La siguiente parada la tuvimos 37 km después en Marbella, población en la que en un anterior viaje nos gustó su casco antiguo. Dejamos el coche en el Parking APK2 Arias Maldonado, situado en la calle del mismo nombre, bastante cerca de la oficina de turismo, ubicada muy cerca junto al Paseo Marítimo, donde hicimos una pausa en la terraza de un bar. Caminamos por el paseo hasta la playa del Faro, donde se encuentra la estatua de Venus haciendo esquí acuático. Desde allí observamos al fondo la costa africana.

Enseguida abandonamos el paseo para caminar por otro lugar emblemático de Marbella, la avenida del Mar, un paseo peatonal que nos conduce al casco antiguo y que se ha convertido en un mueso al aire libre, pues su parte central la adornan un buen grupo de surrealistas esculturas de bronce obra de Salvador Dalí. Esta avenida conduce sin solución de continuidad al parque de la Alameda, un oasis en el centro de la ciudad, que cuenta con abundante arbolado, bancos decorados y una coqueta fuente central.

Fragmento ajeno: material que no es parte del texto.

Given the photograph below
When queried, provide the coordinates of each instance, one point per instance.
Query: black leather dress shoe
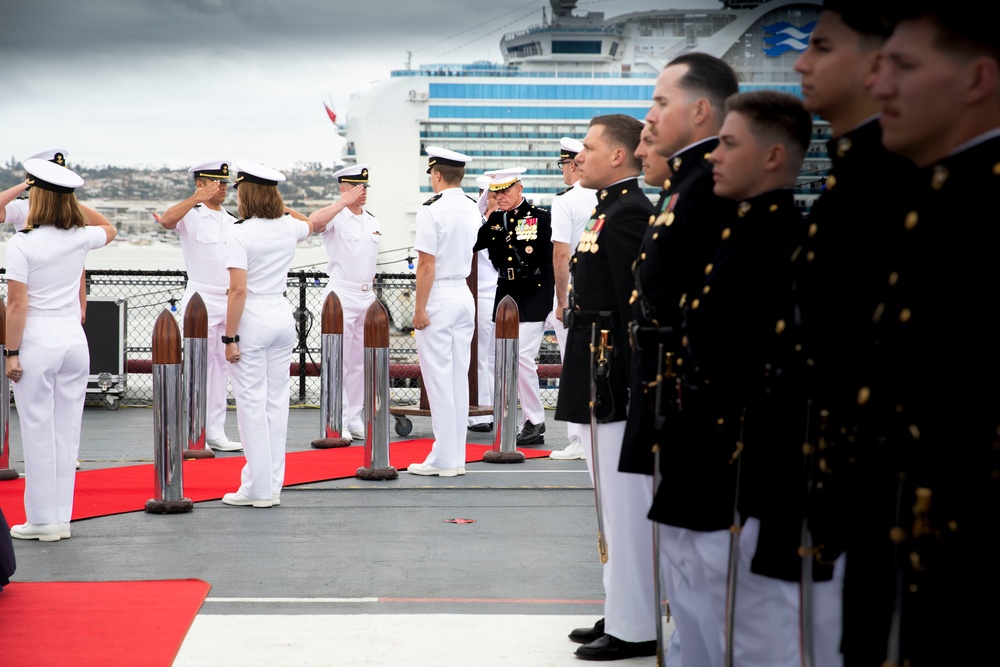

Cruzamos la avenida Ricardo Soriano y ya estamos en el casco antiguo, al que accedemos por la pintoresca y estrecha calle San Lázaro y nos dirigimos al centro de la parte antigua, la preciosa plaza de los Naranjos, en la que se encuentra el Ayuntamiento y la Casa del Corregidor y a la que se asoma la ermita de Santiago. De allí nos dirigimos a la iglesia de Santa María de la Encarnación, magnífico ejemplo de la arquitectura religiosa andaluza. Deambulamos luego por la parte vieja con rumbo a la calle Ancha, a cuyo final se encuentra la iglesia del Santo Cristo de la Vera Cruz. Concluido este recorrido, con todos los restaurantes abarrotados, deshacemos lo andado para comer, muy bien por cierto y con una excelente relación calidad-precio, en La Almadraba del Puerto, en la plaza de la Victoria, donde se encuentra la famosa ranita.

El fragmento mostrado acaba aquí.